= Cormac MacDermott (harper) =

Irish harper and composer

Cormac MacDermott (year of birth unknown – 26 February 1618), Irish harper and composer, was one of the best-known Irish harpers and a member of the "Royal Musick" (the official band of musicians) at the English court of James I. He was the only Irish composer at this period known to have written in a European Renaissance art music idiom.

==Life==
MacDermott may have been a native of Moylurg, northern County Roscommon, whose ruling family were the Mac Diarmata (MacDermott) clan.

In 1590, he was employed by Sir Robert Cecil, 1st Earl of Salisbury, for whom he undertook at least five travels to Ireland to exchange personal correspondence between 1603 and 1611. In addition, in October 1605, he was appointed to the Royal Musick in London, the first harper since the death of Blind William More in 1565. He was succeeded on his death by his pupil Phillip Squire.

==Music==
MacDermott's compositions survive in consort form only and Peter Holman suggested that it was MacDermott who brought this new consort-style of Irish harp-playing to the English court. Holman also published evidence to the effect that the harp used in William Lawes's harp consorts was not a gut-strung Italian triple harp but a wire-strung Irish harp. The original players in the early performances of the Lawes consorts were the MacDermott pupil Philip Squire and later Squire's pupil Lewis Evans, both on Irish harps.

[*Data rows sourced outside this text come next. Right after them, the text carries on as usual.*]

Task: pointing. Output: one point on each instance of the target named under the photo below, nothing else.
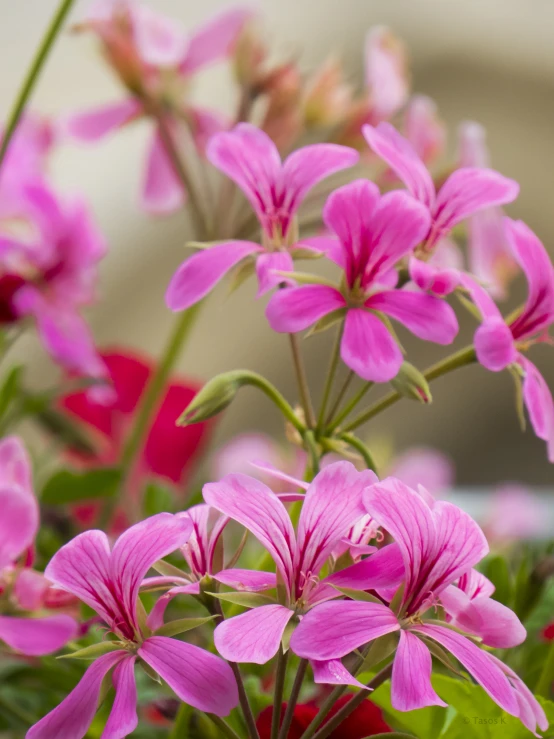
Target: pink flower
(438, 545)
(275, 190)
(332, 505)
(21, 587)
(50, 273)
(156, 59)
(109, 582)
(373, 233)
(498, 344)
(465, 192)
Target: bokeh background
(486, 60)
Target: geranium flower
(108, 581)
(23, 590)
(373, 233)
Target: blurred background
(487, 60)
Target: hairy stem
(33, 74)
(454, 361)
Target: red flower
(169, 451)
(365, 720)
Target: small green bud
(411, 383)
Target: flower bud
(411, 383)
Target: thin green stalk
(293, 699)
(342, 392)
(33, 74)
(335, 357)
(454, 361)
(302, 380)
(149, 402)
(352, 704)
(282, 659)
(349, 407)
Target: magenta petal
(411, 675)
(368, 347)
(162, 190)
(93, 125)
(333, 629)
(401, 157)
(74, 715)
(297, 308)
(37, 636)
(429, 318)
(251, 581)
(123, 717)
(267, 265)
(333, 672)
(477, 662)
(198, 678)
(253, 636)
(201, 272)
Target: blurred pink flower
(371, 233)
(157, 59)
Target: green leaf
(92, 652)
(181, 625)
(67, 486)
(248, 600)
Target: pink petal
(333, 672)
(534, 260)
(162, 190)
(467, 191)
(477, 662)
(253, 636)
(267, 265)
(539, 403)
(332, 630)
(332, 504)
(93, 125)
(123, 719)
(75, 713)
(198, 678)
(429, 318)
(201, 272)
(250, 581)
(37, 636)
(368, 348)
(215, 40)
(258, 509)
(411, 675)
(401, 157)
(297, 308)
(306, 167)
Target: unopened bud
(411, 383)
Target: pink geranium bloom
(108, 581)
(332, 504)
(275, 190)
(498, 344)
(438, 543)
(49, 273)
(20, 587)
(373, 233)
(156, 58)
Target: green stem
(293, 699)
(302, 380)
(33, 74)
(352, 704)
(454, 361)
(544, 685)
(282, 659)
(349, 407)
(149, 402)
(335, 357)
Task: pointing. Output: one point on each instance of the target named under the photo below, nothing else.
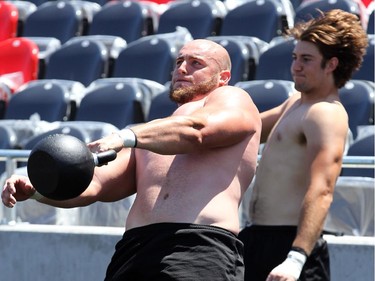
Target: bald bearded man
(189, 172)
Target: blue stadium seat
(117, 103)
(47, 99)
(59, 19)
(275, 62)
(267, 94)
(366, 72)
(262, 19)
(202, 18)
(361, 147)
(357, 96)
(78, 60)
(129, 20)
(310, 9)
(151, 57)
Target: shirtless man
(189, 172)
(302, 157)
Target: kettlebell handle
(104, 157)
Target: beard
(186, 94)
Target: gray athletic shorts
(177, 251)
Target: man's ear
(224, 77)
(332, 64)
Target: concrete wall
(73, 253)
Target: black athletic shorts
(177, 251)
(267, 246)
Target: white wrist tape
(36, 196)
(128, 137)
(292, 265)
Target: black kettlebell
(61, 167)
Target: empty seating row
(131, 20)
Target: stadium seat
(78, 60)
(310, 9)
(25, 8)
(151, 57)
(366, 71)
(363, 146)
(357, 96)
(267, 94)
(146, 89)
(262, 19)
(18, 62)
(59, 19)
(114, 45)
(129, 20)
(9, 20)
(201, 17)
(49, 99)
(245, 52)
(275, 62)
(118, 103)
(352, 210)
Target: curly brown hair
(339, 34)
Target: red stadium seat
(18, 62)
(9, 20)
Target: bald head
(212, 51)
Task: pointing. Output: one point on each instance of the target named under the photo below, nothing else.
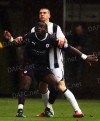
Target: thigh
(59, 73)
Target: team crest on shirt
(47, 45)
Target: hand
(91, 58)
(61, 42)
(7, 35)
(19, 39)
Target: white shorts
(59, 73)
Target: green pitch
(63, 110)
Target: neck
(41, 36)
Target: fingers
(61, 43)
(19, 39)
(93, 58)
(7, 35)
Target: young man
(38, 45)
(56, 66)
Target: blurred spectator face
(79, 30)
(44, 14)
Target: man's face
(44, 15)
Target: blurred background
(80, 22)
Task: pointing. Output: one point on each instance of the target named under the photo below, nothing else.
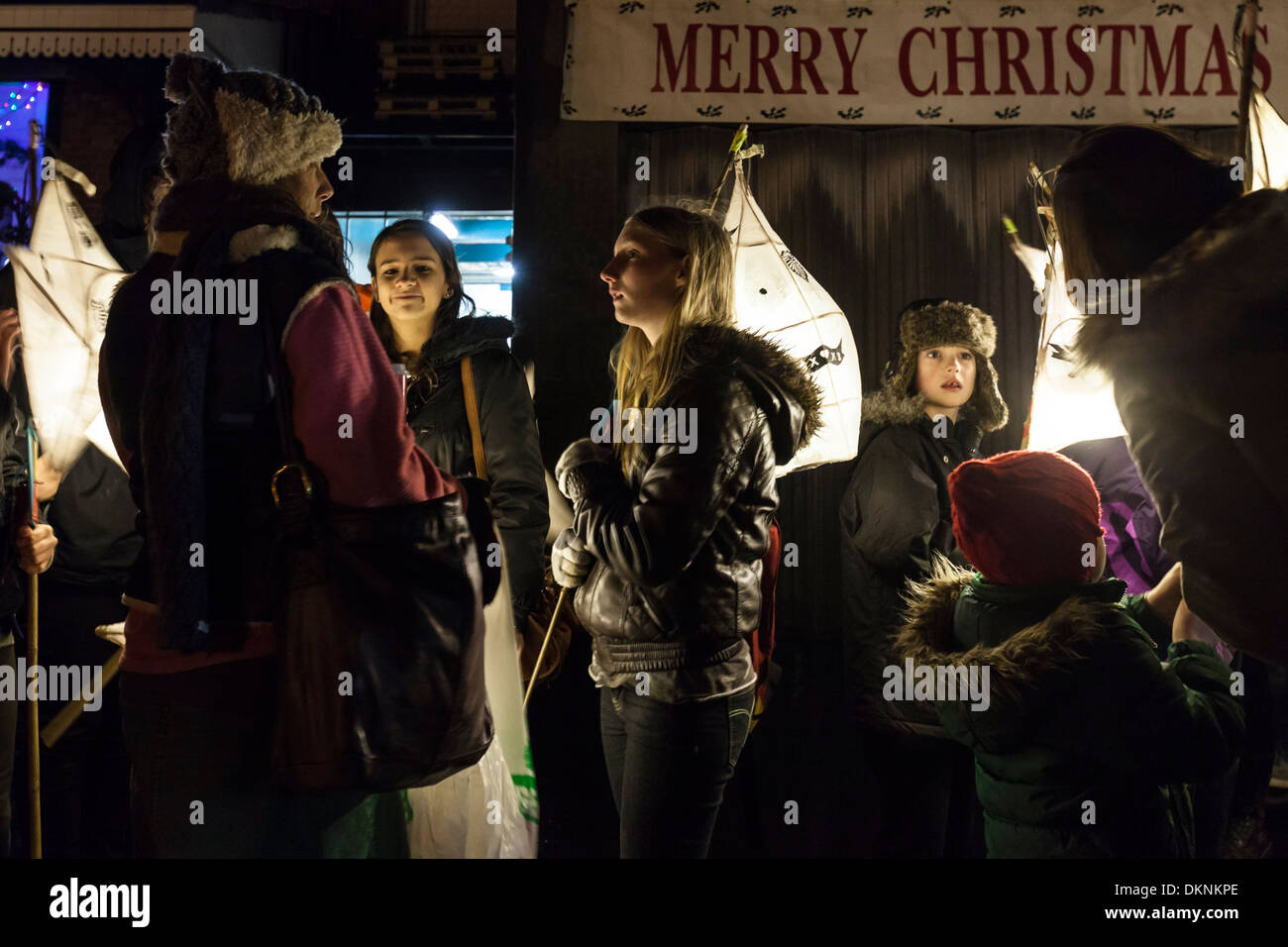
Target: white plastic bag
(489, 809)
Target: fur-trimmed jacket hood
(1028, 639)
(780, 382)
(681, 544)
(1193, 372)
(1077, 715)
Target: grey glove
(583, 464)
(570, 561)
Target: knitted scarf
(172, 418)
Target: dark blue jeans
(669, 764)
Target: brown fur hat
(252, 128)
(928, 326)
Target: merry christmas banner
(898, 62)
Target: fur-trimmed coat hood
(1193, 373)
(681, 544)
(1028, 641)
(780, 382)
(1080, 715)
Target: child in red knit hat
(1085, 738)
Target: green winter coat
(1085, 738)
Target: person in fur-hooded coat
(896, 510)
(1197, 367)
(1082, 740)
(894, 517)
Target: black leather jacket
(436, 411)
(675, 594)
(896, 515)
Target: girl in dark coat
(416, 309)
(938, 399)
(671, 522)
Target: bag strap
(294, 505)
(472, 412)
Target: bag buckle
(304, 479)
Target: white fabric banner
(909, 62)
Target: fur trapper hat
(928, 326)
(252, 128)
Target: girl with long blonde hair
(671, 518)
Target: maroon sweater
(338, 368)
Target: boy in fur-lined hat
(1085, 737)
(938, 398)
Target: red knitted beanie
(1024, 518)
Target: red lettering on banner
(1013, 62)
(1260, 62)
(1080, 56)
(673, 64)
(721, 58)
(848, 58)
(1047, 60)
(761, 60)
(1154, 56)
(806, 63)
(905, 72)
(1116, 69)
(954, 58)
(1223, 65)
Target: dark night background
(858, 206)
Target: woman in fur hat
(938, 398)
(192, 418)
(670, 527)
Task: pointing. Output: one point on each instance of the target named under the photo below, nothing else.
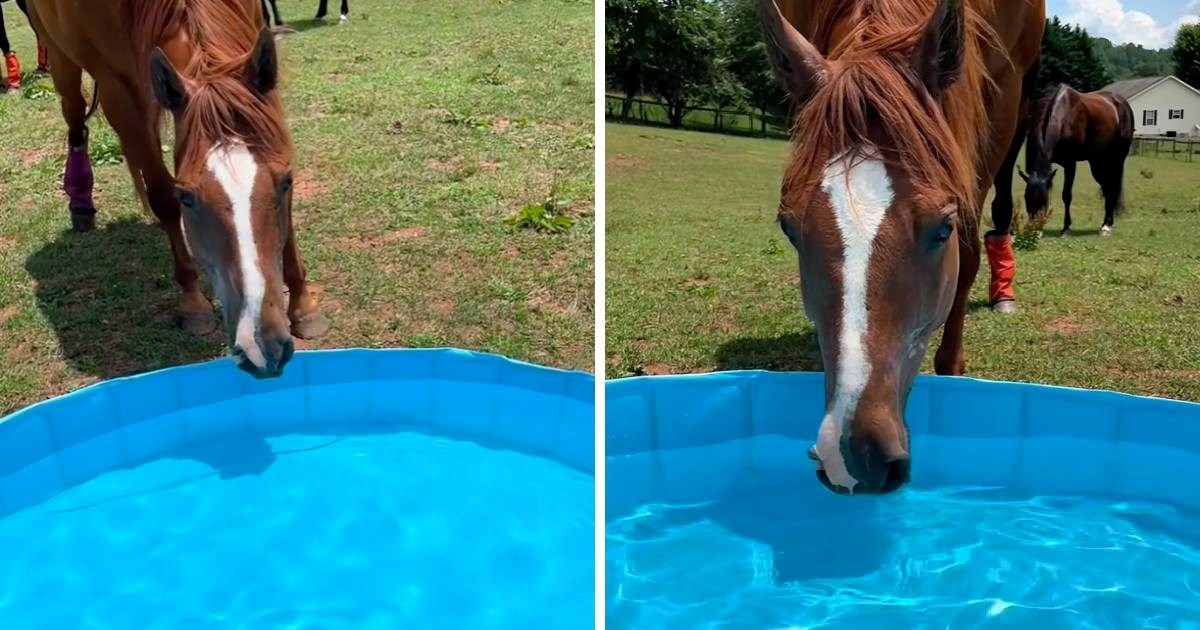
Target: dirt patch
(541, 300)
(1063, 325)
(623, 161)
(306, 186)
(443, 166)
(7, 313)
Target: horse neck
(1048, 132)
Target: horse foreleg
(1068, 180)
(142, 149)
(77, 178)
(951, 359)
(307, 321)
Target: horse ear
(939, 55)
(796, 61)
(168, 87)
(263, 72)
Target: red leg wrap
(1003, 267)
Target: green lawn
(419, 129)
(699, 276)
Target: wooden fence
(735, 121)
(1187, 149)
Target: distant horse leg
(141, 144)
(1068, 180)
(307, 321)
(77, 178)
(1111, 187)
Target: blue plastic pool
(1031, 507)
(364, 489)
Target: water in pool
(388, 531)
(773, 550)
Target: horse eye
(945, 231)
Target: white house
(1162, 106)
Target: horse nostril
(898, 472)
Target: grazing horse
(213, 66)
(1068, 127)
(907, 111)
(322, 11)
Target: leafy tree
(629, 52)
(1069, 57)
(687, 64)
(1131, 60)
(1187, 54)
(748, 58)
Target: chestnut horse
(214, 67)
(1067, 127)
(907, 111)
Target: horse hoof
(201, 323)
(1005, 307)
(311, 325)
(83, 222)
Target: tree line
(709, 53)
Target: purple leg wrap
(77, 181)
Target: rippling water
(389, 531)
(774, 551)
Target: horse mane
(221, 105)
(1043, 136)
(873, 88)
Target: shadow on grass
(792, 352)
(109, 295)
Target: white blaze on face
(234, 168)
(859, 192)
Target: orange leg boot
(13, 71)
(1003, 270)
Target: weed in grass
(545, 216)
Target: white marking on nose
(859, 193)
(234, 168)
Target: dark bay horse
(907, 112)
(213, 66)
(1067, 127)
(322, 11)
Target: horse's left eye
(945, 231)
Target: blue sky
(1151, 23)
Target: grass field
(699, 276)
(419, 129)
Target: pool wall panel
(129, 421)
(965, 432)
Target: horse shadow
(109, 297)
(793, 352)
(301, 25)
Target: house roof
(1131, 88)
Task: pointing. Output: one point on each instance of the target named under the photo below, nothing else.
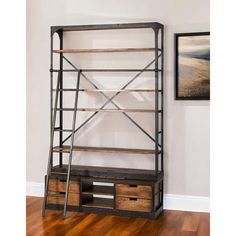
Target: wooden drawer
(133, 204)
(59, 185)
(73, 199)
(138, 191)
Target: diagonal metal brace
(111, 100)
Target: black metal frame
(176, 44)
(159, 104)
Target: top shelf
(153, 25)
(103, 50)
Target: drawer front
(59, 185)
(139, 191)
(133, 204)
(73, 199)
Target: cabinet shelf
(99, 203)
(99, 190)
(103, 50)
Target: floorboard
(169, 223)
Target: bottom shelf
(99, 203)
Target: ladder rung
(57, 173)
(56, 195)
(63, 130)
(69, 90)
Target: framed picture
(192, 66)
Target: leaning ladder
(49, 168)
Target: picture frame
(192, 66)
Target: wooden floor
(169, 223)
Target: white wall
(186, 123)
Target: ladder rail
(51, 144)
(72, 144)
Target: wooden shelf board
(108, 90)
(102, 50)
(99, 190)
(103, 149)
(107, 110)
(110, 172)
(100, 203)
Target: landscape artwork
(192, 66)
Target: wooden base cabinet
(111, 196)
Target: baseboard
(171, 201)
(186, 203)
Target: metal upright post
(51, 88)
(162, 98)
(60, 33)
(156, 31)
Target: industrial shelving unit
(132, 192)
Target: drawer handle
(133, 198)
(133, 185)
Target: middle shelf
(107, 110)
(66, 149)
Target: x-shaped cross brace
(110, 99)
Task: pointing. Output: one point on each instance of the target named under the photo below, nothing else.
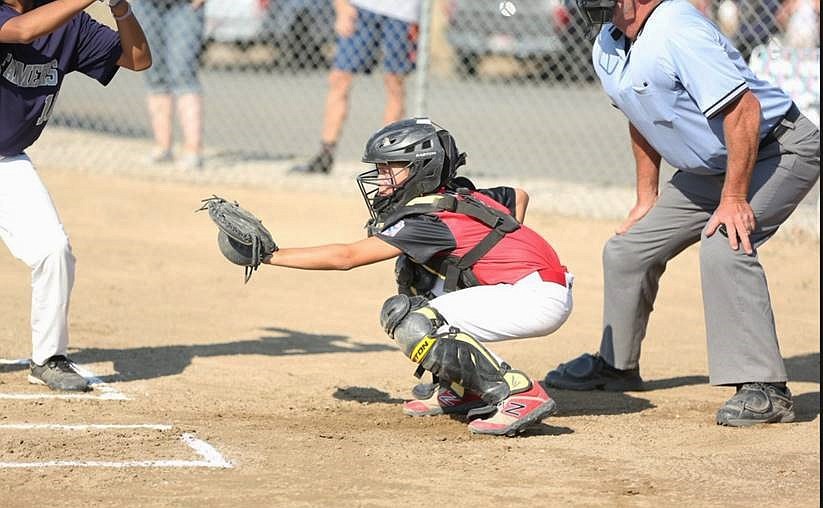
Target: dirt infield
(292, 380)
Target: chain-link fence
(512, 81)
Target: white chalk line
(211, 457)
(83, 426)
(107, 392)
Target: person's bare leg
(395, 98)
(190, 113)
(337, 108)
(337, 105)
(160, 113)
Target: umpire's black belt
(780, 127)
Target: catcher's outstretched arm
(339, 256)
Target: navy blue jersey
(31, 74)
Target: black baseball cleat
(757, 403)
(319, 164)
(58, 373)
(591, 372)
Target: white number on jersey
(48, 107)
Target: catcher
(468, 272)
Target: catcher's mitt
(242, 238)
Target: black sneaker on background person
(591, 372)
(58, 374)
(757, 403)
(321, 163)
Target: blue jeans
(373, 32)
(174, 31)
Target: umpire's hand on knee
(736, 216)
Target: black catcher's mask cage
(596, 13)
(428, 151)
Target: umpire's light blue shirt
(675, 78)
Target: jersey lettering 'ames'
(31, 74)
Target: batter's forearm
(38, 22)
(136, 53)
(323, 257)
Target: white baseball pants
(31, 229)
(530, 307)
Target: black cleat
(319, 164)
(58, 374)
(591, 372)
(757, 403)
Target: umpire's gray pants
(742, 341)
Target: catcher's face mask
(379, 186)
(596, 13)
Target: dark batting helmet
(429, 152)
(596, 13)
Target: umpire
(745, 158)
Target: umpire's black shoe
(757, 403)
(58, 374)
(591, 372)
(319, 164)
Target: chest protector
(457, 271)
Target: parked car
(301, 31)
(545, 35)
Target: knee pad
(409, 321)
(454, 357)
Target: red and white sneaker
(444, 401)
(516, 412)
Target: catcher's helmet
(431, 156)
(596, 13)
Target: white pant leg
(528, 308)
(31, 229)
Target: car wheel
(466, 64)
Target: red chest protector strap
(457, 270)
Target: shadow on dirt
(365, 395)
(159, 361)
(802, 368)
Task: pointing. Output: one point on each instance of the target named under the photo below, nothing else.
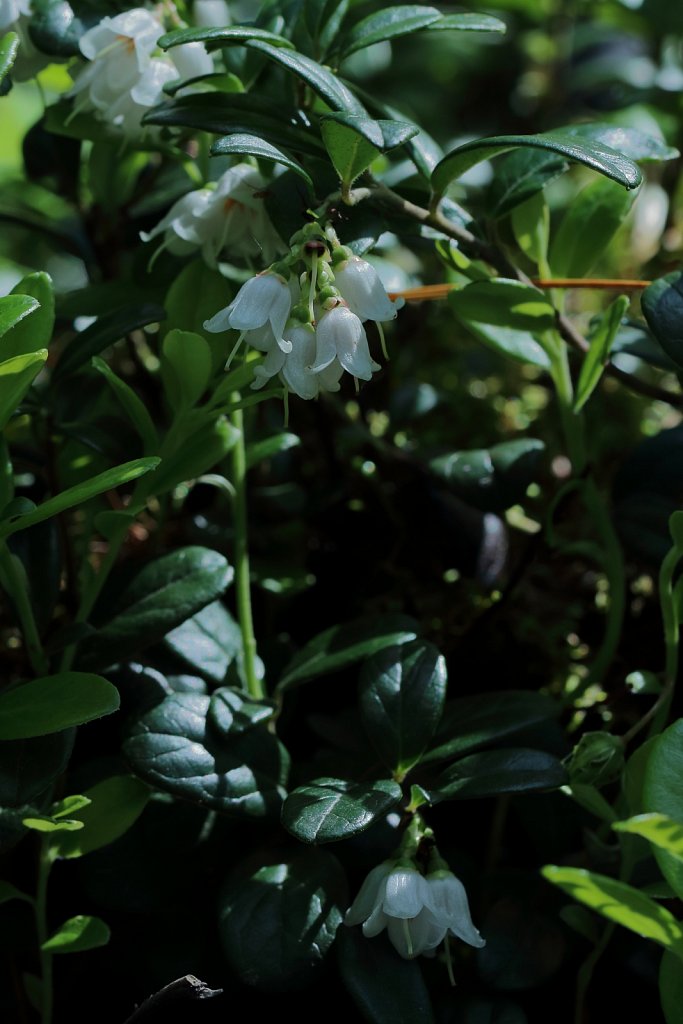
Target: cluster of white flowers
(309, 326)
(228, 215)
(418, 911)
(123, 78)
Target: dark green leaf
(485, 719)
(671, 988)
(16, 376)
(107, 329)
(588, 226)
(493, 478)
(630, 141)
(386, 989)
(330, 809)
(217, 38)
(343, 645)
(322, 81)
(208, 643)
(115, 806)
(594, 155)
(175, 749)
(12, 309)
(35, 333)
(663, 306)
(108, 480)
(663, 795)
(474, 308)
(621, 903)
(601, 338)
(8, 46)
(77, 935)
(493, 772)
(388, 24)
(519, 175)
(162, 595)
(252, 145)
(402, 690)
(276, 925)
(54, 702)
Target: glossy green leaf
(594, 155)
(107, 329)
(269, 448)
(236, 114)
(658, 829)
(77, 935)
(401, 694)
(344, 645)
(115, 805)
(8, 892)
(663, 795)
(388, 24)
(108, 480)
(12, 309)
(278, 923)
(601, 338)
(217, 38)
(322, 81)
(252, 145)
(386, 989)
(186, 367)
(35, 333)
(480, 302)
(331, 809)
(206, 644)
(8, 48)
(132, 406)
(486, 719)
(16, 376)
(174, 749)
(663, 306)
(494, 772)
(493, 478)
(621, 903)
(519, 175)
(671, 988)
(467, 23)
(162, 595)
(54, 702)
(588, 226)
(631, 141)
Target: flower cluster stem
(242, 572)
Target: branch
(477, 249)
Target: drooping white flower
(340, 335)
(263, 299)
(363, 291)
(230, 217)
(417, 911)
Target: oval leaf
(54, 702)
(493, 772)
(594, 155)
(402, 690)
(175, 749)
(330, 809)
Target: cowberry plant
(340, 526)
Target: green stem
(242, 578)
(14, 582)
(44, 866)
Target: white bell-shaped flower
(341, 336)
(361, 289)
(263, 299)
(450, 908)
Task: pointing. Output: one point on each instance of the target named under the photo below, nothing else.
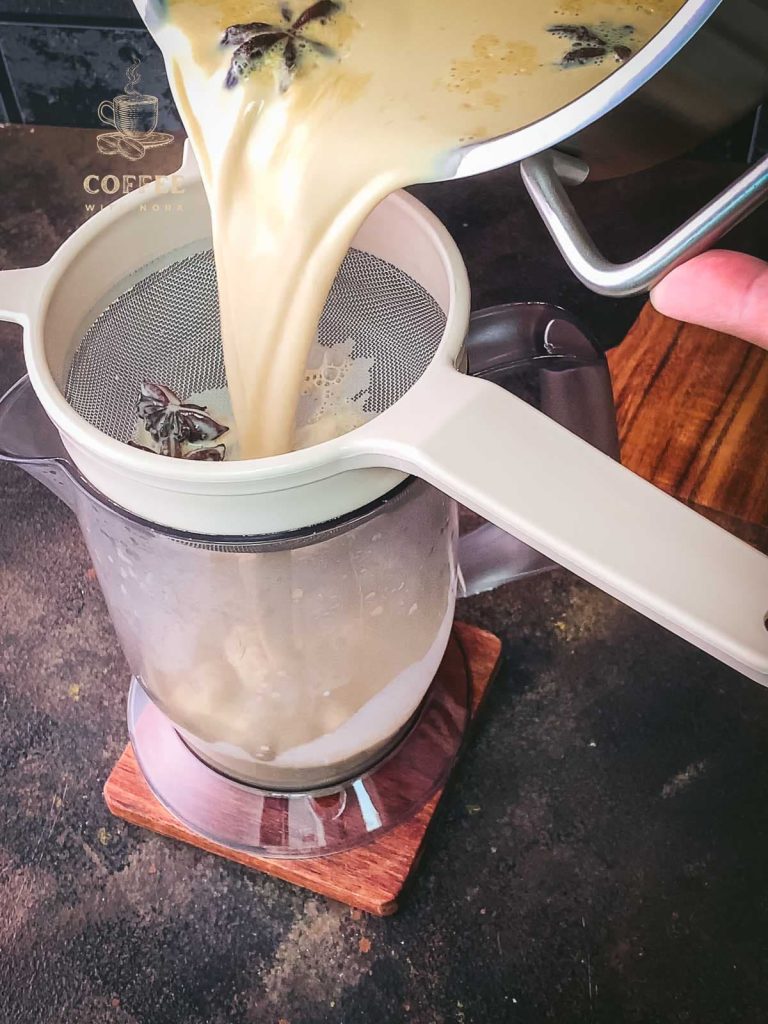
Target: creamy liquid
(294, 161)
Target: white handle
(531, 477)
(19, 291)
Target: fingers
(721, 290)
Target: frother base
(372, 870)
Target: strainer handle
(525, 473)
(513, 344)
(18, 293)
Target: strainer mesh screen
(166, 329)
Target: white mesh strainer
(131, 294)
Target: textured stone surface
(600, 857)
(60, 74)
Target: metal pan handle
(545, 176)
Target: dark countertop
(601, 853)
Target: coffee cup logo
(133, 118)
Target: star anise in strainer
(255, 40)
(172, 422)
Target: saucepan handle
(545, 176)
(543, 354)
(528, 475)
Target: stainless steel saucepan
(707, 68)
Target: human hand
(721, 290)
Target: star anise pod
(215, 454)
(588, 45)
(256, 39)
(172, 422)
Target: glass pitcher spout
(29, 439)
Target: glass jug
(294, 663)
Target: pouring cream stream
(304, 117)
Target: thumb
(721, 290)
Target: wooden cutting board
(692, 413)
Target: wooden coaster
(370, 878)
(692, 415)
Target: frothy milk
(305, 116)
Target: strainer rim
(145, 466)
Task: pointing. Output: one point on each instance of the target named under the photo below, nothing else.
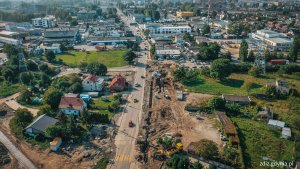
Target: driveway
(126, 136)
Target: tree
(254, 71)
(268, 55)
(179, 74)
(206, 29)
(156, 15)
(243, 51)
(50, 55)
(75, 88)
(32, 66)
(26, 77)
(217, 103)
(220, 69)
(251, 56)
(147, 32)
(294, 50)
(129, 56)
(8, 74)
(187, 37)
(271, 91)
(63, 47)
(184, 163)
(197, 165)
(207, 149)
(52, 97)
(74, 23)
(25, 97)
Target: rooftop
(71, 103)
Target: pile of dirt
(4, 156)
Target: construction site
(165, 118)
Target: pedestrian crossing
(122, 157)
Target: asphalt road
(126, 136)
(24, 162)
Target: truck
(161, 154)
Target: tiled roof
(71, 103)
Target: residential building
(46, 22)
(286, 133)
(184, 14)
(72, 105)
(86, 15)
(14, 26)
(118, 83)
(168, 53)
(92, 83)
(273, 41)
(39, 125)
(265, 114)
(242, 100)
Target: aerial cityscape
(150, 84)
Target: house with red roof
(92, 83)
(117, 84)
(72, 105)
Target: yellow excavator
(160, 154)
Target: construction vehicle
(161, 154)
(173, 150)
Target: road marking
(122, 157)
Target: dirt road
(24, 162)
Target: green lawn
(110, 58)
(235, 84)
(10, 89)
(258, 140)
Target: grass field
(258, 140)
(7, 89)
(235, 84)
(110, 58)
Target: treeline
(17, 16)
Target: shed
(276, 124)
(55, 144)
(286, 133)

In the most elaborate of the ten compositions for harp consort by William Lawes, the Royall Consort No. 9, a theme by MacDermott is the basis of the first movement.

==Recordings==
- Exquisite Consorts – recorded by The Harp Consort, Andrew Lawrence-King (harps, direction), Berlin Classics 0011552BC (CD, 1995/2005); includes consort music by William Lawes and Henry Purcell, including the Paven in Consort No. 9 on a theme by Cormac MacDermott.
- Cormacke; Allmane; Mr. Cormake Allman; Schoch.a.torum Cormacke – recorded by Andrew Lawrence-King on historical harps: Deutsche Harmonia Mundi 05472 77504 2 (CD, 1999).
- Sir John Packington's Pavin; Allmane; Mr. Cormake's Pavin; Mr. Cormake's Allman – recorded by Siobhán Armstrong (Irish harp) and The Irish Consort: Destino Classics DC 1801 (CD, 2018).

==Bibliography==
- Seán Donnelly: "An Irish Harper and Composer: Cormac MacDermott (?–1618)", in Ceól vol. 8 (1986), no. 1&2 (July), pp. 40–50.
- Peter Holman: "The Harp in Stuart England", in Early Music vol. 15 (1987), pp. 188–203.
- John Cunningham: "'Irish harpers are excellent, and their solemn music is much liked of strangers': The Irish Harp in Non-Irish Contexts in the Seventeenth Century", in Barra Boydell, Kerry Houston (eds): Music, Ireland and the Seventeenth Century (= Irish Musical Studies 10) (Dublin: Four Courts Press, 2009), pp. 62–80.